For each $n$, we prove that $L_n(q)$ is a multiplicative function of $q$. 
\end{abstract}

{\it Keywords:}\ {\tenrm Multiplicative function; Lattice; Galois numbers;
Vector space; Identities}\\
{\it 1991 Mathematical Reviews subject numbers:}\ {\tenrm Primary 05A15
05A19 11A25 11H06\\  Secondary 05A30 94A60 11T99}
\newpage


\section{Introduction}

The well known {\it Gaussian coefficient} (or q-binomial coefficient)
\[
\binom{n}{r}_{\textstyle q}=
\frac{(q^n-1)(q^{n-1}-1)\cdots (q^{n-r+1}-1)}{(q^r-1)(q^{r-1}-1)\cdots (q-1)}
\]     
is equal to the number of $r$-dimensional vector subspaces of the
$n$-dimensional vector space $V_n(q)$ over the finite field $GF(q)$. 
We let $G_n=G_n(q)$ denote the total number of vector subspaces of
$V_n(q)$.  The numbers $G_n$ were named the {\it Galois numbers} by
Goldman and Rota [4, p. 77].
%%%%%%%%%%%%%%%%%%%%%%%%%%%
\def\L{\Lambda}
\def\v{{\bf v}}
\def\h{{\bf h}}
\def\e{{\bf e}}
%%%%%%%%%%%%%%%%%%%%%%%%%%%
     
Goldman and Rota [4] proved the recursion formula 
\beq
G_{n+1}=2G_n+(q^n - 1)G_{n-1}
\end{equation}
for the Galois numbers.
     
Nijenhuis, Solow and Wilf [4] gave a different proof of (1) by using the
observation that the $r$-dimensional vector subspaces of $V_n(q)$ are in
one-to-one correspondence with the $n$ by $n$ matrices over $GF(q)$ which
have rank $r$ and are in reduced row echelon form (rref). Recall that such
a matrix is in rref if its last $n-r$ rows are all zeros; in each of the
first $r$ rows the first nonzero entry is a 1; the index of the $i$-th 
column (called a {\it pivotal column}) in which one of these $r$ 1's
occurs strictly increases as $i$ increases; and each of these $r$ pivotal
columns has only a single nonzero entry.  We let $E(r,n,q)$ denote the
number of $n$ by $n$ matrices with rank $r$ over the field $GF(q)$ which
are in rref.  Then it was proved in [4] that     
\beq
G_n(q)=\sum_{r=0}^n E(r,n,q).
\end{equation}
The correspondence mentioned above gives
\beq
E(r,n,q)=\binom{n}{r}_{\textstyle q}.
\end{equation}
For example, $E(r,4,2)$ for $r=0,1,2,3,4$ is $1,15,35,15$ and $1$,
respectively.

We shall need the concept of an $n$-dimensional {\it mod $q$ lattice},
which is defined to be an n-dimensional lattice contained in the integer
lattice ${\bf Z}^n$ and having the special property that given any point
$P$ in the lattice, all points of ${\bf Z}^n$ which are congruent to 
$P\bmod q$ are also in
the lattice. Later in this paper we shall show how the mod $q$
lattices are connected to the Galois numbers $G_n(q)$.  It also turns out
that the mod $q$ lattices have an important application in cryptography,
which we discuss elsewhere [2].  The set of mod $q$ lattices contains
various special subsets which can be used in the design of a novel kind
of public-key cryptosystem.  This idea originated with Ajtai~[1].

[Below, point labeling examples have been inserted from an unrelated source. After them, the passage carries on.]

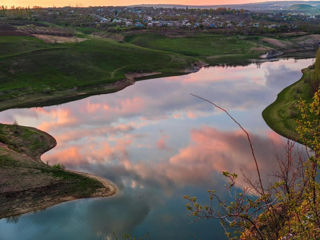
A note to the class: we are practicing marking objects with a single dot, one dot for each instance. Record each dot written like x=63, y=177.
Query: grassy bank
x=214, y=49
x=26, y=183
x=281, y=115
x=38, y=73
x=33, y=72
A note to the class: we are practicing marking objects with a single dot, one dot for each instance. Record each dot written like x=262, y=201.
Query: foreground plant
x=288, y=209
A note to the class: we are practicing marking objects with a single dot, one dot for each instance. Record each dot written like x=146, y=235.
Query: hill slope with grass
x=27, y=184
x=281, y=115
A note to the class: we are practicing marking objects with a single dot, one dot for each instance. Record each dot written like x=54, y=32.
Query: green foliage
x=212, y=48
x=58, y=166
x=290, y=208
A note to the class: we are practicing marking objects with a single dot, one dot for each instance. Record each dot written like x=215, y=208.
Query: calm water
x=157, y=143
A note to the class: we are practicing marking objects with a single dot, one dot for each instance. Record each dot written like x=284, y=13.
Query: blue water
x=157, y=143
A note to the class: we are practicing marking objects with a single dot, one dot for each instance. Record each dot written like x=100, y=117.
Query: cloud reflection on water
x=156, y=142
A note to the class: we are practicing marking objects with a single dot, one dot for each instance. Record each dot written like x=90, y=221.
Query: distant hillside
x=305, y=6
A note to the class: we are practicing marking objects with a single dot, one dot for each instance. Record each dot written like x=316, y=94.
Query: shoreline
x=100, y=193
x=27, y=184
x=280, y=114
x=110, y=189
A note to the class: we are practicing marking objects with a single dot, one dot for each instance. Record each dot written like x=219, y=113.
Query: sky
x=85, y=3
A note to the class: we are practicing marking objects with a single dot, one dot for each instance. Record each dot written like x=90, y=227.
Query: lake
x=157, y=143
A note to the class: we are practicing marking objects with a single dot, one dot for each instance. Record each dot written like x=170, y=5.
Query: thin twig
x=244, y=130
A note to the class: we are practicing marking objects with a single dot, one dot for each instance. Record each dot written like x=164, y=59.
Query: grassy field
x=281, y=115
x=31, y=67
x=213, y=49
x=36, y=73
x=28, y=184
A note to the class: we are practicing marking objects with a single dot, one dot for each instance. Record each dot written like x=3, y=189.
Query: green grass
x=25, y=144
x=224, y=49
x=282, y=113
x=92, y=62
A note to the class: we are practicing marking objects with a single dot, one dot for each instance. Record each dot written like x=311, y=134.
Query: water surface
x=157, y=143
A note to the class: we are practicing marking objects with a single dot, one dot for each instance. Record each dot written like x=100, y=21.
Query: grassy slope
x=281, y=114
x=213, y=48
x=28, y=183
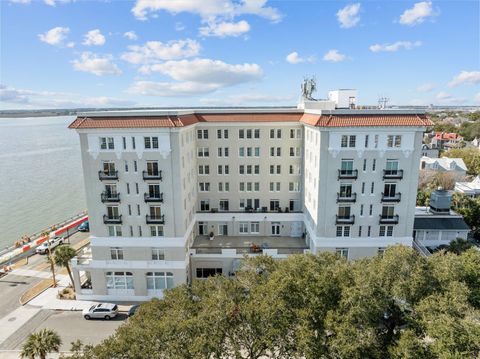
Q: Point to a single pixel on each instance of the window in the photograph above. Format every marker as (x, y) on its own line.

\section{The multiplicative property}

We let $L_m(q)$ denote the number of $m$-dimensional mod $q$
lattices.  Our first goal is to prove that $L_m(q)$ is a multiplicative
function, that is, for any positive integers $r$ and $s$ with
$\gcd(r,s)=1$ we have $L_m(rs)=L_m(r)L_m(s)$. 
\begin{thm}
The function $L_m(q)$ is multiplicative for each $m=2,3,\ldots$.
\end{thm}
\begin{proof}
Clearly, every $m$-dimensional mod $q$ lattice is the solution
space of some system
\beq
A{\bf x}\equiv 0\bmod q,
\end{equation}
where  $A$ is an $m$ by $m$ matrix over the integers mod $q$.
Conversely, the solution space of any system (4) is a mod $q$
lattice. (Note that if $\e_1,\e_2,\ldots,\e_m$ is the standard basis for
${\bf R}^m$,
then the $m$ linearly independent vectors $q\e_i\ (1\leq i\leq m)$ are
always solutions of (4), so the solution space is always a lattice of
dimension $m$.)

If $\gcd(r,s)=1$, there is a bijection between the set of $m$-dimensional
mod $rs$ lattices and the set of pairs of $m$-dimensional lattices made up
of one mod $r$ lattice and one mod $s$ lattice.  The bijection is defined
as follows:  Given a mod $rs$ lattice which is the solution space of
$A{\bf x}\equiv 0\bmod rs$, we associate with it the pair of lattices
which are solution spaces of
\beq
B{\bf x}\equiv 0\bmod r\ \text{and}\ C{\bf x}\equiv 0\bmod s,
\end{equation}
where the matrices $B$ and $C$ are defined by
\beq
A\equiv B\bmod r\ \text{and}\  A\equiv C\bmod s;
\end{equation}
and conversely, given (5) we define a matrix $A$ by (6).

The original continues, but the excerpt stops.